Dynamic examination with awake nasal fibroscopy or during direct laryngoscopy in the anesthetized child (maintaining spontaneous ventilation) allows to observe the laryngeal structures, determine the mechanism of the laryngomalacia  and exclude the presence of other causes of stridor.

P. Monnier classification (Pediatric airway surgery: Management of laryngotracheal stenosis in infants and children.  2010):

-        type 1: inward prolapse of the aryepiglottic folds at inspiration

-        type 2: tubular epiglottis and short aryepiglottic folds that prolapse circumferentially during inspiration

-        type 3: epiglottis prolapsing after the inspiration



Treatment:

-        in the majority of cases, management is essentially a wait-and-see strategy, monitoring the development and growth of the child, dealing with gastroesophageal reflux disease and feeding difficulties.

-        in 15 to 20 % of cases,  severe respiratory distress episodes of cyanosis with establishment of an clinical situation of chronic cor pulmonale or important feeding difficulties lead to consider, depending on the type of laryngomalacia, a  plasty of the epiglottis or a division of the ary-epiglottic folds. These interventions by microsurgery, typically made using a CO2 laser are performed under laryngoscopy under suspension laryngoscopy.

-        however, the development of major respiratory difficulties may lead to perform a tracheotomy during an acute crisis.


Anesthetic implications:

increased risk of upper airway obstruction during at the induction and awakening from anesthesia; in case of intubation, it is wise to start with a tracheal tube with a smaller diameter than expected for the childs age. In case of ENT examination under general anesthesia, it should be borne in mind that topical anaesthesia of the glottis can exaggerate the signs of laryngomalacia: it is mandatory to coordinate with the ENT surgeon before any such examination.
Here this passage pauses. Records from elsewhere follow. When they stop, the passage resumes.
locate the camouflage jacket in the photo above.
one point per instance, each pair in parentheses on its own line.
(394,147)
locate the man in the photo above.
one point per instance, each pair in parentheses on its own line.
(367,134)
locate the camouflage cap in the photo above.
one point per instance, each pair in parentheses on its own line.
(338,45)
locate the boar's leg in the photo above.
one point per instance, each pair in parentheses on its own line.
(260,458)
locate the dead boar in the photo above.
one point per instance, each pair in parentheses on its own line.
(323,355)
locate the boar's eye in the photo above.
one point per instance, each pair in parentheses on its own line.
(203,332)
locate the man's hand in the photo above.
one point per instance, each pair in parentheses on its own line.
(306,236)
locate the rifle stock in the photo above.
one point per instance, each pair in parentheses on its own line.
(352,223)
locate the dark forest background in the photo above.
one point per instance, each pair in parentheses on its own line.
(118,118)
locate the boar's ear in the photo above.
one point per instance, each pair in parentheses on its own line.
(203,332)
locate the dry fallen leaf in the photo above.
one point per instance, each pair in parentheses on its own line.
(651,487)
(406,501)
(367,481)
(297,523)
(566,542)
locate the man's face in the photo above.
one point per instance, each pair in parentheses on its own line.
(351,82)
One might, for example, wait to spray the glottic structures with lidocaine until after an initial inspection of the glottis by the ENT surgeon.


References : 

-        Boudewyns A, Claes J, Van de Heyning P.
Clinical practice: an approach to stridor in infants and children.
Eur J Pediatr 2010; 169:135-41.

-        Ayari S, Aubertin G, Girschig H, Van Den Abbeele T, Mondain M.
Pathophysiology and diagnostic approach to laryngomalacia in infants.
Eur Annals of Otorhinolaryng, Head and Neck Dis 2012; 129: 257-63.

-        Ahmad SM, Soliman AM.
Congenital anomalies of the larynx.
Otolaryngol Clin North Am 2007; 40:177-91.

-        Lee KS, Chen BN, Yang CC, Chen YC.
CO2 laser supraglottoplasty for severe laryngomalacia: a study of symptomatic improvement.
Int J Pediatr Otorhinolaryngol 2007; 71:889-95.

-        Richter GT, Thompson DM.
The surgical management of laryngomalacia.
Otolaryngol Clin North Am 2008; 41:837-64.

-        Nielson DW, KU PL, Egger M.
Topical lidocaine exagerates laryngomalacia during flexible bronchoscopy.
Am J Respi Crit Care Med 2000; 161:147-51.